References https://www.rfc-editor.org/info/bcp47 https://www.iana.org/assignments/language-subtag-registry/language-subtag-registry

EDIT NOTES:

  1. I added a note that variables must be the same type, dimensions, and size as each other
  2. I noted the format of cell_methods and updated mine to match
turnbullerin commented 2 months ago

I'd like to especially draw people's attention to the change in Appendix A I put above as there are some open questions there still that have not been answered.

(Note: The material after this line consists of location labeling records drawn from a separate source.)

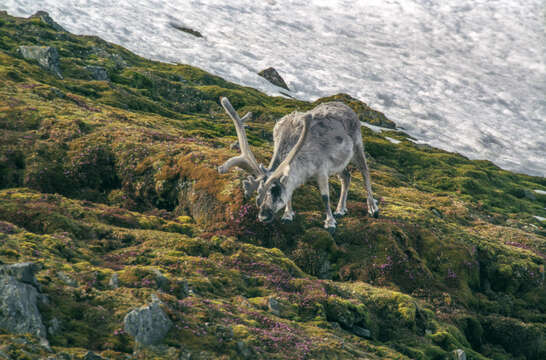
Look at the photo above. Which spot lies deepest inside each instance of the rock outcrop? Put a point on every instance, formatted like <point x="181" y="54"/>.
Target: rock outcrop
<point x="46" y="56"/>
<point x="19" y="298"/>
<point x="97" y="73"/>
<point x="148" y="324"/>
<point x="271" y="75"/>
<point x="45" y="18"/>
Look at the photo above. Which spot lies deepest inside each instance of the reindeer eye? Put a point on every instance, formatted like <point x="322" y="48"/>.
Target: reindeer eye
<point x="276" y="191"/>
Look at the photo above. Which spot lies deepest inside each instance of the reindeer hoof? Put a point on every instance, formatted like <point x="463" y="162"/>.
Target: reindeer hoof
<point x="288" y="217"/>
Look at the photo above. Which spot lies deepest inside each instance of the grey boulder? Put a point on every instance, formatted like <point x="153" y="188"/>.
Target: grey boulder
<point x="271" y="75"/>
<point x="46" y="56"/>
<point x="148" y="324"/>
<point x="18" y="308"/>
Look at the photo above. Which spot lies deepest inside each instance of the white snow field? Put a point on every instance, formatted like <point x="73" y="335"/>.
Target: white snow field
<point x="462" y="75"/>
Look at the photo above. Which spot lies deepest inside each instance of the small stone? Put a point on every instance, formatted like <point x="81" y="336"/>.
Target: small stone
<point x="161" y="281"/>
<point x="148" y="324"/>
<point x="114" y="281"/>
<point x="234" y="146"/>
<point x="66" y="279"/>
<point x="244" y="350"/>
<point x="271" y="75"/>
<point x="184" y="289"/>
<point x="23" y="272"/>
<point x="18" y="308"/>
<point x="458" y="354"/>
<point x="360" y="331"/>
<point x="98" y="72"/>
<point x="274" y="306"/>
<point x="47" y="57"/>
<point x="54" y="326"/>
<point x="186" y="29"/>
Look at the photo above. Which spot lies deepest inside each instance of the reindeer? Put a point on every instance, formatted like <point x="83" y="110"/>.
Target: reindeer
<point x="317" y="143"/>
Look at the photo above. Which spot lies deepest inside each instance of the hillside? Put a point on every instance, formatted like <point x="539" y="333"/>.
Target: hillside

JonathanGregory commented 1 month ago

Dear Erin @turnbullerin

Thanks for your proposal. Although this issue started as a discussion, you're now making a definite proposal to change the convention. Therefore I think it would be appropriate if you began a new issue with this in the conventions repo.

Best wishes

Jonathan

turnbullerin commented 1 month ago

Will do!

JonathanGregory commented 1 month ago

Thanks, @turnbullerin. All interested in Erin's proposal, please comment on #528, and thanks for the discussion up to now.